More description on RAxML code can be found here: <http://sco.h-its.org/exelixis/web/software/raxml/hands_on.html>
```
#!/bin/bash
#PBS -k o
#PBS -l nodes=2:ppn=8,vmem=100gb,walltime=24:00:00
#PBS -M [email protected]
#PBS -m abe
#PBS -j oe
#PBS -N RpfTree
module load raxml/gnu/8.2.11
# cd into the directory with your alignment
cd /N/dc2/projects/Lennon_Sequences/Rpf
raxmlHPC-PTHREADS -T 4 -f a -m GTRGAMMA -p 12345 -x 12345 -o Methanosarcina -# autoMRE -s ./Rpf.16S.tree.afa -n Rpf.16S.tree.afa
# -T = number of threads
# -f = specifies bootstrapping algorithm with ML generating tree at same time
# -m = substitution model, generalized time reversible gamma
# -p = starts tree randomly
# -x = starts tree randomly
# -o = outgroup (name after fasta entry)
# -# = determines number of bootstrap replicates
# -s = aligned fasta file to be analyzed
# -n = name of output file
```
### Step 3. Move files to Carbonate and execute shell script
To run RAxML, you will need to move files to Carbonate.
This can be done as follows.
First, open a terminal window and navigate to the directory on your local computer containing your shell script file and your aligned fasta file.
Next you will secure copy the shell script from your local computer to Carbonate using commands like this (you will be asked for your password):
```
scp rpf.ml.sh [email protected]:/N/dc2/projects/Lennon_Sequences/Rpf
```
You will repeat this step to move your alignment file to the same directory:
```
scp Rpf.16S.tree.afa [email protected]:/N/dc2/projects/Lennon_Sequences/Rpf
```
Now you need to open a separate terminal window and log into Carbonate as follows (you will be asked for your password)
```
```
Now navigate to your folder containing recently `scp`'d files like this:
```
cd /N/dc2/projects/Lennon_Sequences/Rpf
```
Now you are ready to submit your job by typing the following at the terminal:
```
qsub rpf.ml.sh
```
You can check on the status of your job typing the following at the terminal (substitute your username):
```
qstat -ulennon
```
If you need to kill the job, type the following at the terminal after retrieving your job number from qstat
```
qdel 332659
```
If your job successfully ran, you will see a number of output files in your project directory on Carbonate.

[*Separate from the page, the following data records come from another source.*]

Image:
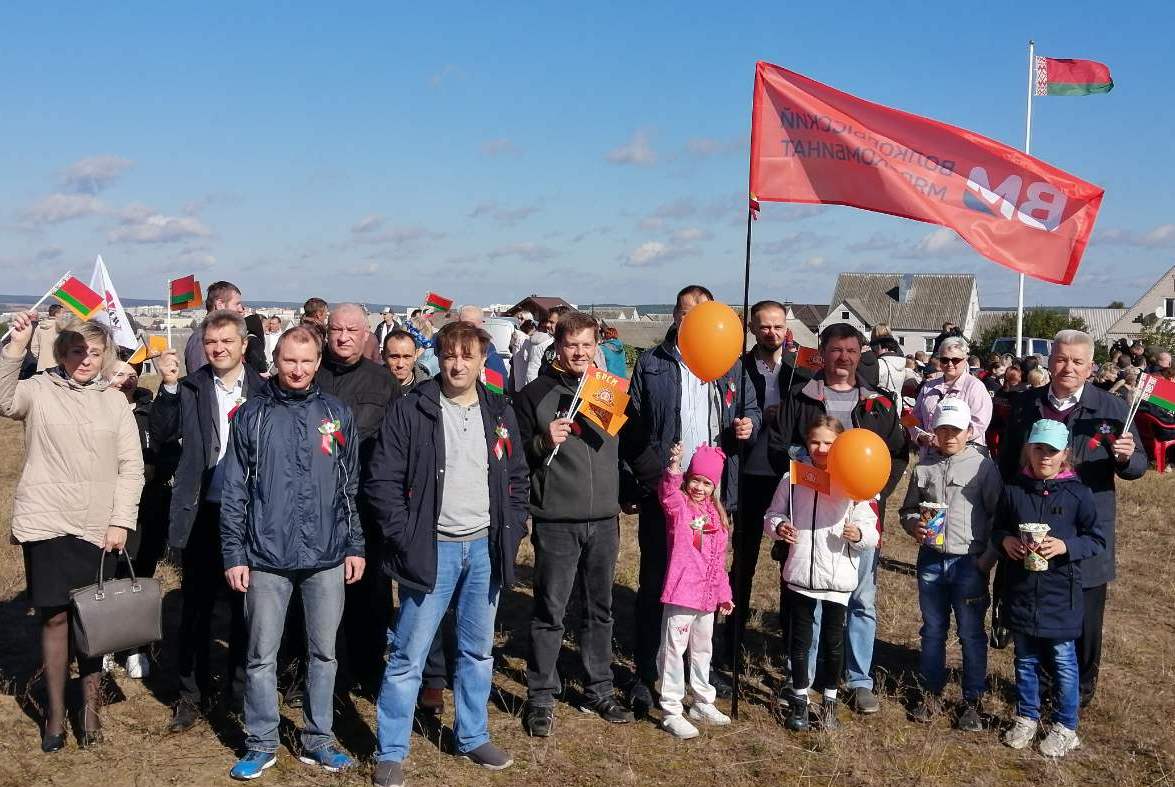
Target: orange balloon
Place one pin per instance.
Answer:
(711, 340)
(859, 464)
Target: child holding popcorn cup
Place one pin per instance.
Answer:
(1046, 526)
(949, 505)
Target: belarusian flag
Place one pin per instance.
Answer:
(1066, 76)
(185, 293)
(1159, 391)
(494, 381)
(434, 302)
(79, 298)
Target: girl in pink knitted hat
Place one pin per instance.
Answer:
(696, 585)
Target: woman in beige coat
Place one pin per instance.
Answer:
(78, 495)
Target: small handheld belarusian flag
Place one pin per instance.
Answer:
(185, 294)
(434, 303)
(1067, 76)
(494, 381)
(79, 298)
(805, 475)
(1157, 391)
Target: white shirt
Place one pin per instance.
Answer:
(770, 383)
(695, 412)
(227, 399)
(1066, 403)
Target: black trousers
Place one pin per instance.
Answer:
(831, 653)
(747, 537)
(653, 544)
(563, 552)
(202, 584)
(1089, 643)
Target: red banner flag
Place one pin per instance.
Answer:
(813, 143)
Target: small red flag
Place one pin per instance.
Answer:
(813, 143)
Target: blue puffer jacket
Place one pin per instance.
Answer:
(404, 484)
(288, 500)
(1048, 604)
(655, 417)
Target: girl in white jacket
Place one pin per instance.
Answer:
(826, 533)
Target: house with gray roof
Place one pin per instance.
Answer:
(913, 305)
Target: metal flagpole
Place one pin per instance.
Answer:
(739, 616)
(1020, 293)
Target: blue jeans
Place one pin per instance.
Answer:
(463, 572)
(264, 616)
(946, 583)
(1031, 652)
(861, 624)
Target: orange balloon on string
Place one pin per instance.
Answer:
(711, 340)
(859, 464)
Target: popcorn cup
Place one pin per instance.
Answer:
(934, 517)
(1032, 533)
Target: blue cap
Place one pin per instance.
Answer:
(1049, 432)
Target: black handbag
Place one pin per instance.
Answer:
(119, 614)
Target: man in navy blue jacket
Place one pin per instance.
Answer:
(449, 484)
(670, 404)
(289, 522)
(197, 411)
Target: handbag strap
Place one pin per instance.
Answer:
(101, 572)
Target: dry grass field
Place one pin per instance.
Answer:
(1128, 732)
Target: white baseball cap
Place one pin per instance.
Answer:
(952, 412)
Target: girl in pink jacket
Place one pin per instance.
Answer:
(696, 584)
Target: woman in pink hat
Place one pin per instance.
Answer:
(696, 585)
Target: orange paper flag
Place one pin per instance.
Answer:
(805, 475)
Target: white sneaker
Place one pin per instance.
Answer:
(1022, 732)
(679, 727)
(1060, 741)
(138, 666)
(709, 713)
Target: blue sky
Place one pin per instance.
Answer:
(375, 152)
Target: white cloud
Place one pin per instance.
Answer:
(93, 174)
(636, 152)
(58, 208)
(368, 223)
(499, 147)
(528, 251)
(501, 214)
(139, 223)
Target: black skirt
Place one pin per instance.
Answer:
(54, 566)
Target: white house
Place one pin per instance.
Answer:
(913, 305)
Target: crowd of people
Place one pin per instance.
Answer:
(301, 472)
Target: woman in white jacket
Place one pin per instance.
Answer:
(826, 533)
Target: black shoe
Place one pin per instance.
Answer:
(971, 719)
(640, 699)
(826, 714)
(930, 706)
(51, 744)
(538, 720)
(608, 710)
(185, 715)
(723, 687)
(294, 695)
(797, 720)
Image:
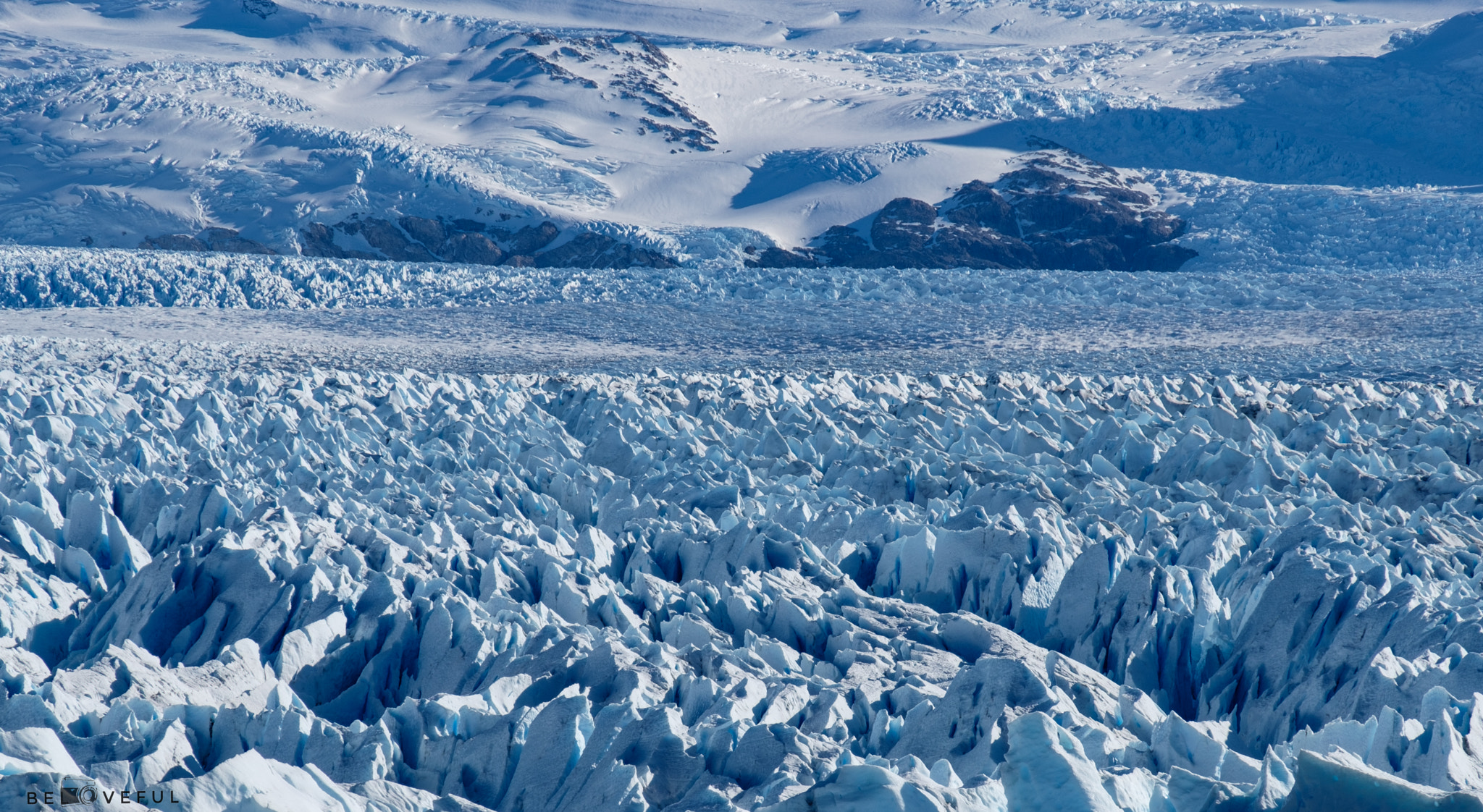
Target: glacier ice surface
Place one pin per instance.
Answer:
(406, 591)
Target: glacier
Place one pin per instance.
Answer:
(403, 408)
(395, 590)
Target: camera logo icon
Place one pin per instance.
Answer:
(75, 792)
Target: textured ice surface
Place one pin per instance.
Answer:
(368, 590)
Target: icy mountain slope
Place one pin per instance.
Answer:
(739, 591)
(319, 128)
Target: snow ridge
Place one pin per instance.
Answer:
(740, 591)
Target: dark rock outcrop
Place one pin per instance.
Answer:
(224, 240)
(1056, 211)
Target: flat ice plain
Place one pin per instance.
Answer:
(300, 534)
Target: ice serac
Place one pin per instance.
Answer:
(399, 591)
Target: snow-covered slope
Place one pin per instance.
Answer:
(644, 122)
(1224, 560)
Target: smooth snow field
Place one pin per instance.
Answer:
(325, 525)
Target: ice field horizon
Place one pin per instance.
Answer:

The list will include files that look like this:
RAxML_bestTree.rpf.ml
RAxML_bipartitionsBranchLabels.rpf.ml
RAxML_bipartitions.rpf.ml
RAxML_bootstrap.rpf.ml
RAxML_info.rpf.ml
To move these files back to your local computer, do the following at the terminal:
```
scp [email protected]:/N/dc2/projects/Lennon_Sequences/Rpf/RAxML_bestTree.rpf.ml /Users/lennonj/Github/Rpf/data/phylogeny
```
For making ML tree, use the RAxML_bipartitions.rpf.ml file.